SUWANEE -- When Sylvana Varela and Sarah Jane Lynskey went to their fifth-grade teacher just before the holidays with a research project, they had little idea that it would blossom into the cause it's become.
Varela and Lynskey, fifth-graders at Riverside Elementary, went to Karen Johnson, their teacher, after they saw a news report about poor kids in other countries. With the help of organizations like World Food Program USA and the Jimmy Carter Center, Riverside has raised more than $2,000 for kids in Nairobi, Kenya through a program called Coins4Kids.
Johnson's class, spearheaded by Varela and Lynskey, accounted for $400, and they helped spread the idea to the eight other fifth-grade classes.
"We didn't think it would catch on that well at first with other classes," Varela said. "People always feel bad, but don't really do anything about it. But now we're actually doing something to help them."
The success of the program has caused the duo to re-think their end of February closing date.
"It makes me feel really good that we're actually helping save lives," Lynskey said. "Because people were dying, and we're helping, and it makes me feel like I can do pretty much anything."

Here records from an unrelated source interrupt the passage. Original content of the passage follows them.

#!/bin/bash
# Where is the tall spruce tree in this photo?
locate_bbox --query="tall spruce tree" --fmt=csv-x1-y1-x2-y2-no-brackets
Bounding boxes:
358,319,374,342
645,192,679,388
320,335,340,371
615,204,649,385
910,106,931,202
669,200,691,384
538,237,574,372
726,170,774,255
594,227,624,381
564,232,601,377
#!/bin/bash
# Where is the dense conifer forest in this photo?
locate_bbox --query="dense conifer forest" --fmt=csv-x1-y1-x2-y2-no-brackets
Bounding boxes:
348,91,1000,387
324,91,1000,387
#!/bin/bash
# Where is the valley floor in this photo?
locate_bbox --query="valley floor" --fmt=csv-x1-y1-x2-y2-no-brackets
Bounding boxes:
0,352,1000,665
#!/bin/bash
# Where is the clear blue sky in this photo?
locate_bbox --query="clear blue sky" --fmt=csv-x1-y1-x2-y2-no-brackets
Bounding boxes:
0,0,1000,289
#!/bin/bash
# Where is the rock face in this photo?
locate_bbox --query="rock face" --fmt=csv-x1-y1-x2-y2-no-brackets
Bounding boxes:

Johnson, who has taught for 27 years, said she's never seen two kids develop this kind of project, much less watch it spread to the rest of the grade.
Riverside Principal Craig Barlow has made community service a priority in the school, but like Johnson said, Varela and Lynskey have surpassed his expectations.
Through the World Food Program, DVDs of kids in Nairobi were sent to explain the need for funding, and how the money was used to help in school and to fight hunger.
Measurements were given to explain the impact. Varela said. For example, one cup of coins could feed two children for an entire school year, and 25 cents feeds one child for one day. Fifty dollars could feed one child for an entire school year.
Some of the impact can be seen on YouTube at a channel called "Molly's World," which follows the daily life of a girl who received food from the World Food Program.
"I think that's what made them so excited, because they could see the benefits," Johnson said.